There are two classes of signals in the Visual C++ implementation:

• SIGSEGV, SIGILL, and SIGFPE have per-thread handlers, so each thread may register its own handler for these signals.
• SIGABRT, SIGBREAK, SIGTERM, and SIGINT have global handlers and access to these handlers is synchronized via a global lock.

There is no safe way to implement persistent signal-handler behavior on Windows platforms, and it should not be attempted. If a design depends on this behavior, and the design cannot be altered, it may be necessary to claim a deviation from this rule after completing an appropriate risk analysis.

The reason for this is that Windows is a nonpersistent platform as discussed above.  Just before calling the current handler function, Windows resets the handler for the next occurrence of the same signal to SIG_DFL. If the handler calls signal() to reinstall itself, there is still a race window.

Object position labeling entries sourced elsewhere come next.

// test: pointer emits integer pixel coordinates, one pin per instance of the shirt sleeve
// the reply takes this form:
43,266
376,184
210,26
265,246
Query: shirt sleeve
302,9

A signal might occur between the start of the handler and the call to signal(), which would invoke the default behavior instead of the desired handlerFor the signals with global handlers, the handler is reset to SIG_DFL and the handler is called under a lock, so there is no race if signal() is called again from the handler to reassert itself as the handler. For the signals with per-thread handlers, the state is local to the thread and resultantly there is no opportunity for a race.

Exceptions

SIG34-C-EX1: For implementations with persistent signal handlers, it is safe for a handler to modify the behavior of its own signal. Behavior modifications include ignoring the signal, resetting to the default behavior, and having the signal handled by a different handler. A handler reasserting its binding is also safe but unnecessary.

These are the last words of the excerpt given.